#analytics#big data

Five Big Data Trends To Watch For In 2015

Teradata
|Dec 13|magazine12 min read

Used properly and analysed effectively, big data can give organisations customer and market insights that can be the difference between market leadership and business failure. Teradata has identified five key trends that are likely to emerge in 2015.

1.        Connection analytics 

Connection analytics understands the way people behave and how they are connected to each other. Businesses are increasingly interested in this information to further promote their products and services to target audiences. This insight can also highlight customer service issues. For example, people often converse with each other about their experiences with businesses on social media platforms. 

Although social network analysis isn’t new, interest in understanding consumer behaviour on these platforms is still constantly growing, particularly in understanding who consumers are conversing with. As an analytics problem, the complexity of connections grows exponentially and as a result the ability to process and interpret results at any scale has been hindered. With the explosion of mobile and digital data, this problem is further exacerbated but recent technological advances are quickly catching this wave. 

2.        The growth of the ‘discovery zone’

Advanced and sophisticated analytics lets organisations understand customers’ behaviour and how they interact with each other via platforms such as social media. But the speed of data access and analysis is critical: companies need to move fast to retain the competitive advantage that comes from having near real-time information. 

This need will see a continued growth in the trend towards creating a ‘discovery zone’, a data research and development hub of analytics. This is a dedicated area, preferably integrated with the data warehouse, where a number of data analysts can load and test new data and analytic models. Some organisations, such as Westpac, have seen significant success using this approach. 

3.        Improved access to big data

Accessibility to big data is still an issue for many organisations. Many companies have fallen into the trap of dumping data into systems that have either very basic access mechanisms that business users struggle to use, or there is an unnecessary handoff to IT to build the analytic model. It is critical for companies to have a business sponsor and a business driver for new analytics to ensure that accessibility is addressed. 

The iterative ‘sample, test and learn’ nature of analytic modelling exacerbates this issue. Currently many businesses are outsourcing rather than training internal staff to access and analyse data. This will see the rise of analytics consultancies. Organisations will also start to address the issue by focusing on tools and technologies that let users access the new functional capabilities of big data analytics.

4.        More efficient, automated data management and processing

Data lakes are large repositories of data that is in many different forms, including structured, unstructured, video, text and more. However, if a data lake is seen as a dumping ground for data and is not continuously managed, it can become a data swamp. 

As organisations come to grips with how to handle big data more effectively, they will look to better redesign and rebuild some data ingestion and integration tasks. This is likely to result in an increased uptake of data integration optimisation services to remove some of the unnecessary overhead and costs of data replication and processes. 

Organisations are also likely to gain a better understanding of the relative value of data, not just the cost and monetisation. This will let them make use of premium storage and processing capabilities such as in-memory computing. 

To gain further efficiencies, organisations will look beyond the one-size-fits-all approach to find data solutions capable of intelligently storing and processing data on multiple media within one platform, without the need for human intervention.

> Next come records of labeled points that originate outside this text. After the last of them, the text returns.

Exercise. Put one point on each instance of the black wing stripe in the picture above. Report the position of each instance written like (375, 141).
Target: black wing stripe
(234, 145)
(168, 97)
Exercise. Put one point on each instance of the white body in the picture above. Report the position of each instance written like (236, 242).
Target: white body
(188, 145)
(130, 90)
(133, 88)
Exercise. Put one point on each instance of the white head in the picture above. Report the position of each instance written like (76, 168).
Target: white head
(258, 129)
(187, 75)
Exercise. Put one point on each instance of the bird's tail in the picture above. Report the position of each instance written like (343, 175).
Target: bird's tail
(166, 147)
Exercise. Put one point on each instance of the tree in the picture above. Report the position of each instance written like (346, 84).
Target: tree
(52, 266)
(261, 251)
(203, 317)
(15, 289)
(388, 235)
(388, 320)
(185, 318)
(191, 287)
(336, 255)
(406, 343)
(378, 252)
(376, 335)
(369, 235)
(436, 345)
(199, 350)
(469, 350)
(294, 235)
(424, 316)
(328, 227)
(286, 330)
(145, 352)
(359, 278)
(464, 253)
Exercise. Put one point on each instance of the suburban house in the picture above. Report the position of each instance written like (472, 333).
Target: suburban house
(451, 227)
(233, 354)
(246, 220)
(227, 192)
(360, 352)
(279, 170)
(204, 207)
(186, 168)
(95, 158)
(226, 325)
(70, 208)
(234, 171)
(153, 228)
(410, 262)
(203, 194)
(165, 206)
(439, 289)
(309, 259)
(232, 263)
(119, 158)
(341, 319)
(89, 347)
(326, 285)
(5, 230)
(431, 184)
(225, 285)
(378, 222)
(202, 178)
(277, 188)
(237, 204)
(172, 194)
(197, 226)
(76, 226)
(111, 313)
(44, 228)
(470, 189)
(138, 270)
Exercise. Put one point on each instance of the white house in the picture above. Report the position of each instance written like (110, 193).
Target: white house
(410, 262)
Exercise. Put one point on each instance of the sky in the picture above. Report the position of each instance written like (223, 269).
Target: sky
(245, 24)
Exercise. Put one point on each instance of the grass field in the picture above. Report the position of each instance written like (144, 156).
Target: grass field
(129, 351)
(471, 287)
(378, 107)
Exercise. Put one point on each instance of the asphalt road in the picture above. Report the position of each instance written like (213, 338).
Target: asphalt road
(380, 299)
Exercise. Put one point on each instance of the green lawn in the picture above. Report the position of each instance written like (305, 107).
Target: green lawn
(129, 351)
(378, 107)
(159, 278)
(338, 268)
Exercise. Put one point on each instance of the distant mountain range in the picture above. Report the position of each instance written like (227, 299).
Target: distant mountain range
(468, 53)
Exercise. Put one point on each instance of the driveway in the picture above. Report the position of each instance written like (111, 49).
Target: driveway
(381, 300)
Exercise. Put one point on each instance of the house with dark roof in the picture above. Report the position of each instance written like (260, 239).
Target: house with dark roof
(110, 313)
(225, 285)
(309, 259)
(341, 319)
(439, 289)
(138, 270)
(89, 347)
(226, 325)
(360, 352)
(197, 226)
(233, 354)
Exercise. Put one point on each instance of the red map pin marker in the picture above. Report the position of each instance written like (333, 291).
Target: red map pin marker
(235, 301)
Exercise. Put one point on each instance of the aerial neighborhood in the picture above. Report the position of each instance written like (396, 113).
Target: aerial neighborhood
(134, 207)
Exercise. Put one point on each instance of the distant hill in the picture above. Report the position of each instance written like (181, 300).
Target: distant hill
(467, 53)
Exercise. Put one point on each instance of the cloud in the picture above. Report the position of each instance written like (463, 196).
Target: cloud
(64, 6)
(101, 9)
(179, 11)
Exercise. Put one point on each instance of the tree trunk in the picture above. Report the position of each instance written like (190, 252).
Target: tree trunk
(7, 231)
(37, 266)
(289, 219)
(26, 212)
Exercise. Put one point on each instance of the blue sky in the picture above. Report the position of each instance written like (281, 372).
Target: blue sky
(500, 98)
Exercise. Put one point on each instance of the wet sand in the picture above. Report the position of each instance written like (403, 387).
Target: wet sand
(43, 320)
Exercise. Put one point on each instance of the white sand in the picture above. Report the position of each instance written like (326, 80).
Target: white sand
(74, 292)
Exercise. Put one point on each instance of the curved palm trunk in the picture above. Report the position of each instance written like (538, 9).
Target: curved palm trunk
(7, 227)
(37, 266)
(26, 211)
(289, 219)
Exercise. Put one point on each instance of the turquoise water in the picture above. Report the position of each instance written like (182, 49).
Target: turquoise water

5.        The use of apps to gain customer insight

It’s widely acknowledged that the use of mobile technology is a continuing trend in IT. From an analytics perspective the use of mobile presents a novel and hitherto underutilised source of data for insight. Data is increasingly collected by organisations via mobile apps, which can track individual customers’ behaviours and purchasing patterns. Organisations can then rapidly use this analysis to understand if the App they deliver is providing an effective service and feed that back into the development process. 

This individual information isn’t freely available via the web as it’s hard to know who is really behind the computer.  The mobile trend will continue to gain momentum as businesses realise how valuable the customer data is that they can obtain from apps.